Another year have just whizzed by.
Now, don’t look so sad. While some are baffled by how quickly time seems to flow, how this “time” thing works is pretty straightforward. We are given a paycheque worth 24 hours every morning; however, the nature of the currency forces us we to spend it as we go about our days. Thus, we are constantly making the choice on what we are bargaining for in exchange for our time; hence the message of the day: try to make worthwhile bargains.
However, the process of making good bargains for our time is a more complicated issue because we are creatures who tend to live in the moment. Immersed in the stream of time, the perspective can change quite drastically. In fact, all of us are quite experienced with this aspect of time; the psychologists call it “short-term gratification precedes long-term satisfaction”; normal folks just call it temptation of slacking off. Let’s be honest here, the “living in the moment” perspective is okay for normal day-to-day running, but it lacks the deliberation and foresight necessary to make good bargains for our precious time.
This time of the year is especially important because it affords us the opportunity to take our head out of the stream, take look at the past year and give us an idea of what we have brought with that hefty paycheque of 365 days.
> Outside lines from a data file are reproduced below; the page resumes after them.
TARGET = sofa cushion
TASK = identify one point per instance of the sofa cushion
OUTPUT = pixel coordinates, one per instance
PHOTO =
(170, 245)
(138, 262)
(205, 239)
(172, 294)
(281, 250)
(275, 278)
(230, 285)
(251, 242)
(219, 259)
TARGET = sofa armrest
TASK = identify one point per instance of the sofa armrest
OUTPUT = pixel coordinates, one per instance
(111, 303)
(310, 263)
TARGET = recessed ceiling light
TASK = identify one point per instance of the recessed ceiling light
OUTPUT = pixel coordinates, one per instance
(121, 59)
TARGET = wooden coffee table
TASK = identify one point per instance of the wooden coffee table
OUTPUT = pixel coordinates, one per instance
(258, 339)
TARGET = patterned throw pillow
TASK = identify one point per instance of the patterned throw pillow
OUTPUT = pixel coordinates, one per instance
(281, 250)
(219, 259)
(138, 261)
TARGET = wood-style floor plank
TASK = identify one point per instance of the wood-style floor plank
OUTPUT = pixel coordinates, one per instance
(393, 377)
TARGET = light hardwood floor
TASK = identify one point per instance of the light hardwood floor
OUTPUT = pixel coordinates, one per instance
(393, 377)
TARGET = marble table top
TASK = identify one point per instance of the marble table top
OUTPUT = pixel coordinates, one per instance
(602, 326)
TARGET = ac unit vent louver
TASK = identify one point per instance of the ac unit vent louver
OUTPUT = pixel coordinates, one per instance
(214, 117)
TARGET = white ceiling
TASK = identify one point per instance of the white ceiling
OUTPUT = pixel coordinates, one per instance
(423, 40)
This is the time of year when we ask ourselves how much have we grown, how much have we matured? How much time have we devoted to make us into better friends or students or roommates? and how much time have been used to purchase that 50 levels in Minecraft? Have we exchanged the 1.3% portion of our lives to acquire a skill that might benefit us throughout our lives or have we blazed through it for the breathtaking satisfaction of moments?
Of course, everyone’s definition of a “good bargain” for their time can vary, and it all comes back a to how we define our lives and how want to live out that definition. For instance, when I look back the year of 2013, and the hours I have spent to read The Stormlight Archives, I felt it a very worthwhile experience and didn’t feel much in the way of regret. However, the overachievers next to me might find the very idea of spending hours reading a work of fiction unimaginable – and who can blame them? Hence this disclaimer; this blog isn’t a call to work overtime and become an overachiever, but an reminder to remain true to the course that we have set for ourselves.